Comments sorted by top scores.

comment by Thomas Kwa (thomas-kwa) · 2024-01-25T21:53:21.203Z · LW(p) · GW(p)

What do you mean by paradigm? It's easy to get confused [LW(p) · GW(p)] talking about paradigms.

comment by aysja · 2024-01-25T19:32:37.310Z · LW(p) · GW(p)

I think the guiding principle behind whether or not scientific work is good should probably look something more like “is this getting me closer to understanding what’s happening” where “understanding” is something like “my measurements track the thing in a one to one lock-step with reality because I know the right typings and I’ve isolated the underlying causes well enough.”

AI control doesn’t seem like it’s making progress on that goal, which is certainly not to say it’s not important—it seems good to me to be putting some attention on locally useful things. Whereas the natural abstractions agenda does feel like progress on that front.

As an aside: I dislike basically all words about scientific progress at this point. I don’t feel like they’re precise enough and it seems easy to get satiated on them and lose track of what’s actually important which is, imo, absolute progress on the problem of understanding what the fuck is going on with minds. Calling this sort of work “science” risks lumping it in with every activity that happens in e.g., academia, and that isn’t right. Calling it “pre-paradigmatic” risks people writing it off as “Okay so people just sit around being confused for years? How could that be good?”

I wish we had better ways of talking about it. I think that more precisely articulating what our goals are with agent foundations/paradigmaticity/etc could be very helpful, not only for people pursuing it, but for others to even have a sense of what it might mean for field founding science to help in solving alignment. As it is, it seems to often get rounded off to “armchair philosophy” or “just being sort of perpetually confused” which seems bad.

comment by ryan_greenblatt · 2024-01-25T23:17:41.109Z · LW(p) · GW(p)

Sorry if I got the names here or substance here wrong, I couldn't find the original thread, and it seemed slightly better to be specific so we could dig into a concrete example

FWIW, I don't seem to remember the exact conversation you mentioned (but it does sound sorta plausible). Also, I personally don't mind you using a fake example with me in it.

[Unimportant, but whatever] Quickly on the object level of the plausibly fictional conversation (lol):

had a bunch of traction on producing a plan that would at least reasonably help if we had to align superintelligent AIs in the near future.

I would more say "seems like it would reasonably help a lot in getting a huge amount of useful work out of AIs". (And then this work could plausibly help with aligning superintelligent AIs, but that isn't clearly the only or even main thing we're initially targeting.)

Replies from: Raemon
comment by Raemon · 2024-01-26T00:18:00.734Z · LW(p) · GW(p)

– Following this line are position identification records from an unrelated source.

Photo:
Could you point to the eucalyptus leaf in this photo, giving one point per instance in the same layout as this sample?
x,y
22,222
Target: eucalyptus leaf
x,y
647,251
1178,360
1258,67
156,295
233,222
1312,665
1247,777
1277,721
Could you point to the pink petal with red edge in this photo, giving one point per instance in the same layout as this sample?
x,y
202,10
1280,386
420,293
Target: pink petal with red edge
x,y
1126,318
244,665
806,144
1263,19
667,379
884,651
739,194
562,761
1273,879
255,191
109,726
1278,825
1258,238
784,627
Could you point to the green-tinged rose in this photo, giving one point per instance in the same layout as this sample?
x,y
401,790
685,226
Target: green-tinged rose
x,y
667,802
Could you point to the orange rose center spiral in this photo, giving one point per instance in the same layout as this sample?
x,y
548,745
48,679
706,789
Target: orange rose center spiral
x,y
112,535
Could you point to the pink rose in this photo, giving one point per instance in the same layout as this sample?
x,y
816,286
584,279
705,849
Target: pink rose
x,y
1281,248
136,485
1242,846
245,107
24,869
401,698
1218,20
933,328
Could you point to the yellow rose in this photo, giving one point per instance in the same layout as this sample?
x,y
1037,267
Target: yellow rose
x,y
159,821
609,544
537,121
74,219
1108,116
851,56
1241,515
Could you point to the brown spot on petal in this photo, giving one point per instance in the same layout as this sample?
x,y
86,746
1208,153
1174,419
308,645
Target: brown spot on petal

I would more say "seems like it would reasonably help a lot in getting a huge amount of useful work out of AIs". (And then this work could plausibly help with aligning superintelligent AIs, but that isn't clearly the only or even main thing we're initially targeting.)

Yeah I think if I thought more carefully before posting I'd have come up with this rephrasing myself. Matches my understanding of what you're going for.

comment by Joseph Bloom (Jbloom) · 2024-01-28T16:41:40.613Z · LW(p) · GW(p)

Thanks for writing this! This is an idea that I think is pretty valuable and one that comes up fairly frequently when discussing different AI safety research agendas.

I think that there's a possibly useful analogue of this which is useful from the perspective of being deep inside a cluster of AI safety research and wondering whether it's good. Specifically, I think we should ask "does the value of my current line of research hinge on us basically being right about a bunch of things or does much of the research value come from discovering all the places we are wrong?".

One reason this feels like an important variant to me is that when I speak to people skeptical about the area of research I've been working in, they often seem surprised that I'm very much in agreement with them about a number of issues. Still, I disagree with them that the solution is to shift focus, so much as to try to work how the one paradigm might need to shift into another.